We are not staging circuses for public amusement… or at least, I refuse to. Private billionaires are tacitly doing so, and as long as it’s their money then they can blow it. And yet, neither Branson, Bezos, Ansari, or Musk are interested in throwing their billions to hacks and amateurs. In the direct sense, a billion can disappear before you realize it, and then you’re down a billion. In the operations sense, these vehicles (and more) operate in ranges, airspaces and orbital zones that result in consequences for failure. Rutan had a propellant explosion ON THE GROUND that killed a few of his employees- even aside from labor violations, you won’t keep your operation running when your own staff fear for their jobs/lives/whatevers. Dropping a live rocket on a populated area can also make a billion disappear before you know it, so these (current) billionaires are thinking twice before approving plans and cutting metal.

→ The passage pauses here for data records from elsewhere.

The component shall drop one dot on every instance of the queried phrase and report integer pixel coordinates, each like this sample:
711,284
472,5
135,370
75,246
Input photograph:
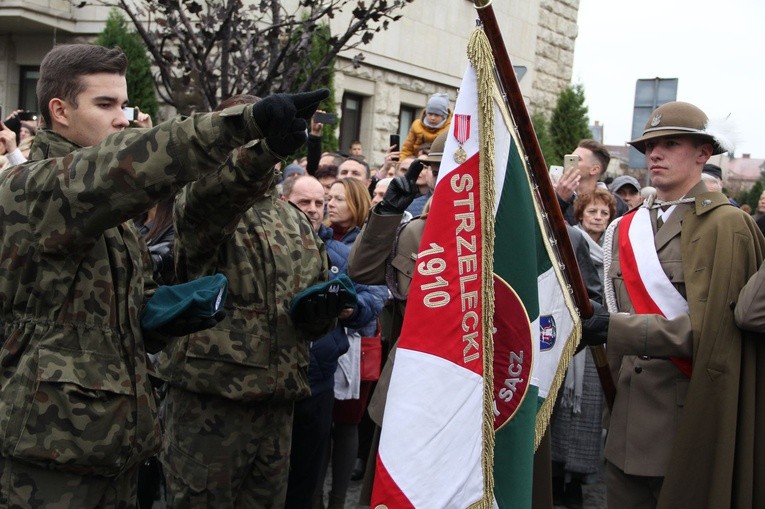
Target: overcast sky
715,48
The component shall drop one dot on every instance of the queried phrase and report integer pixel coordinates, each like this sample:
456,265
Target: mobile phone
556,172
129,113
570,160
324,118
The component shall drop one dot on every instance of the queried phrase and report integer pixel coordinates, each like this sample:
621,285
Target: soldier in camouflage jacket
232,387
77,413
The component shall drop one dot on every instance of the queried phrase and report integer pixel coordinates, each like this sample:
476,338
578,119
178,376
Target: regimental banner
488,328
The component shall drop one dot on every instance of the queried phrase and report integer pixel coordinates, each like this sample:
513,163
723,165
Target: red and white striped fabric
649,288
431,446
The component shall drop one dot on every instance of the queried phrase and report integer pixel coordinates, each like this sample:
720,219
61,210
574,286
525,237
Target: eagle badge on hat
461,133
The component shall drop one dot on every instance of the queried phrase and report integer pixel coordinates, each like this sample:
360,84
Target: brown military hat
437,149
679,118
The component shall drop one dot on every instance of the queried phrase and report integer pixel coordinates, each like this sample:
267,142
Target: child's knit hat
438,104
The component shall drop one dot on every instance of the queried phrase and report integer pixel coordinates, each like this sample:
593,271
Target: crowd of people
251,393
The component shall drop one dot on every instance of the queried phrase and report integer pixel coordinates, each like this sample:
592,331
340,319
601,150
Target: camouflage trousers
27,486
222,453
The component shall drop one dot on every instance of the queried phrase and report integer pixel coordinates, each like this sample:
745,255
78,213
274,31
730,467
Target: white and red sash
649,288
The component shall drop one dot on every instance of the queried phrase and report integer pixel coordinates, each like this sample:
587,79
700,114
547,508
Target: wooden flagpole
514,100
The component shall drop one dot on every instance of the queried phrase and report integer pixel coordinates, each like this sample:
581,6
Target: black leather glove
285,144
183,326
401,192
323,302
595,328
274,115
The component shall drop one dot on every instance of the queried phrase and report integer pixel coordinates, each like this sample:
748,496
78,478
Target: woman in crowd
576,428
347,210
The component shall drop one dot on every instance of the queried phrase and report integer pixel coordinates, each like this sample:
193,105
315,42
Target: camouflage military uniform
76,408
229,409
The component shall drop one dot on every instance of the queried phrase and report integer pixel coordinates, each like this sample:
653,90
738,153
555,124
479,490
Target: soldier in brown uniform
77,412
685,428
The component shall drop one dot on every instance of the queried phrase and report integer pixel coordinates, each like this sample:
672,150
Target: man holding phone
581,171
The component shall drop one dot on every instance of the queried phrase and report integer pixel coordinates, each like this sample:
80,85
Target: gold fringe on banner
480,56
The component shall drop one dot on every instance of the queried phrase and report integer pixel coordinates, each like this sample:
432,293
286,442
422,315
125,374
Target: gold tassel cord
480,56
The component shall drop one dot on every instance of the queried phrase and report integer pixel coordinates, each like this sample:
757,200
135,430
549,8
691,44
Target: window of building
28,88
350,120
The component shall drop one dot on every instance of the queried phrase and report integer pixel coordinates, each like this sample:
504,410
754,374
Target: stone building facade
420,54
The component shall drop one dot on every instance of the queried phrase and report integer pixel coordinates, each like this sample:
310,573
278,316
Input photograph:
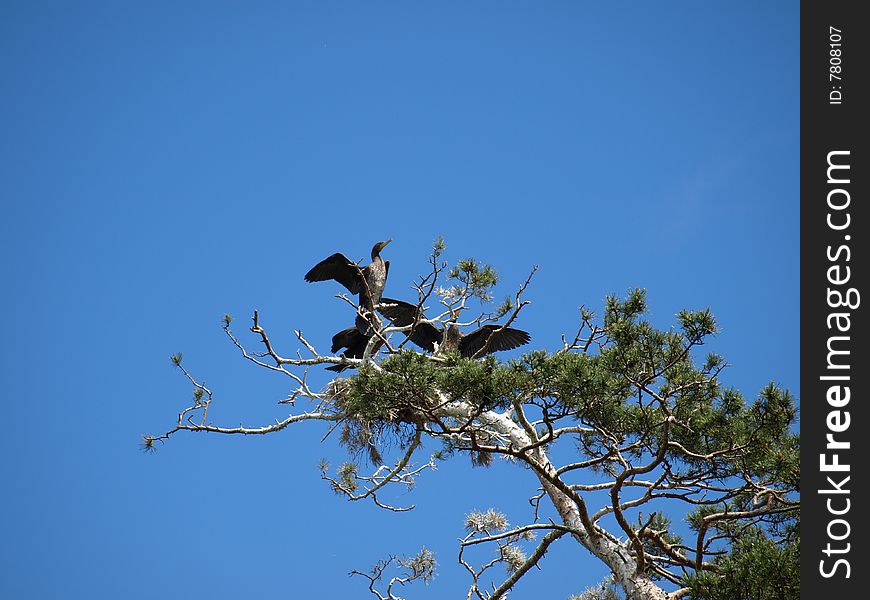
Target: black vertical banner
835,371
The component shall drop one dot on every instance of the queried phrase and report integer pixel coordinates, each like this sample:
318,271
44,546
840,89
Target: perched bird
488,338
368,281
355,342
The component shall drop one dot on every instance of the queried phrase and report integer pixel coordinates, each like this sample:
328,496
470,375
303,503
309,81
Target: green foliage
637,385
757,568
478,280
421,566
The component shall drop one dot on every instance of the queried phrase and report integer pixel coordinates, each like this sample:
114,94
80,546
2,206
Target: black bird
489,338
368,281
355,342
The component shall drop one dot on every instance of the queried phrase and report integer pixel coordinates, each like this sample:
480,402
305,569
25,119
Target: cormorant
355,342
367,281
489,338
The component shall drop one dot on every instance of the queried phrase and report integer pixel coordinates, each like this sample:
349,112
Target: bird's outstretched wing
399,312
498,339
339,268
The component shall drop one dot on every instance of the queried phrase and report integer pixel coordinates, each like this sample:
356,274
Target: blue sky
164,163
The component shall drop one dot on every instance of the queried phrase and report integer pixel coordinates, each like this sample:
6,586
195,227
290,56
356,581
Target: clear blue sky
166,162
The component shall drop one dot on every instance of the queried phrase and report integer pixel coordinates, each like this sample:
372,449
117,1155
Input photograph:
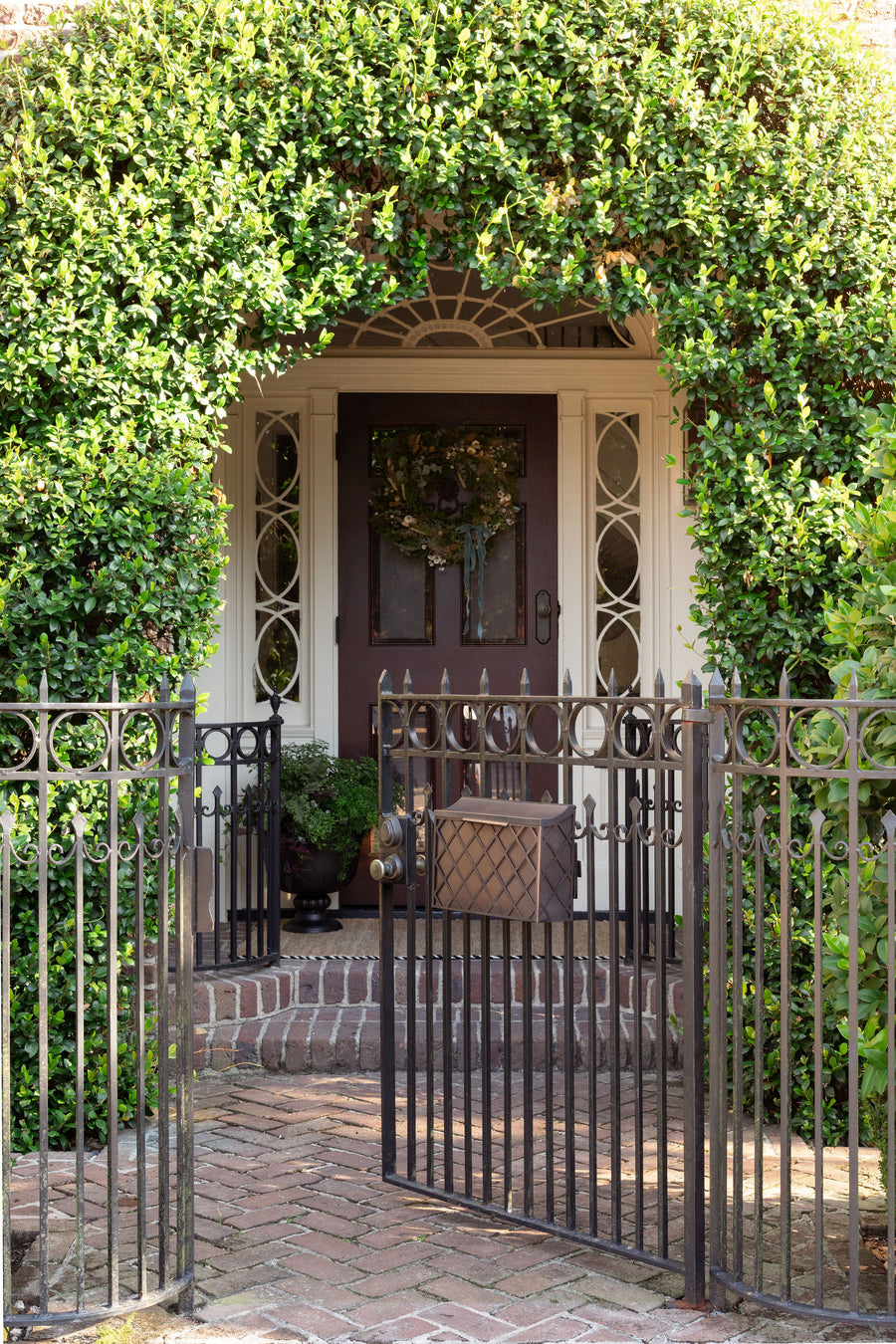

And those are the stunters, at least at first glance. Branson and Bezos actually hope to (eventually) make their money back and then some by selling tickets; Musk plans on making the investment pay back via Starlink, third-party payloads, DoD/NASA contracts, etc. (There’s the Mars PR, but it’s possible that the notion of “Mars!” is a marketing/advertising gambit for the benefit of the greater operation.) The rest of us are NOT doing some stunt: space because “space!”.
Therefore, making the success criteria lower, not higher, is less than possible, it’s actually harmful to our industry (at least, by certain metrics). The loss of schedule due to post-investigation grounding leads to loss of funds (time is money), loss of staff (trained engineers can jump to other fields), loss of capital via investor flight… and in the general sense another loss of confidence may lead to yet another “space winter” just like for AI.
Santa Claus can lower his sleigh margins because… Santa and the sleigh aren’t real, and the presents will arrive without consequences. You can also search for the schoolchildrens’ space ant project to see what waste looks like (though no real monetary consequence occurred). Meanwhile, those of us with real paychecks for successfully meeting our real mission criteria- not amusing a fickle and distractable audience- won’t waste our time and effort.
My source: over twenty years of academic/DoD/NASA work. With paychecks to match, because the goal wasn’t amusement. (Therefore, almost all of those projects were uncrewed, not wasteful.)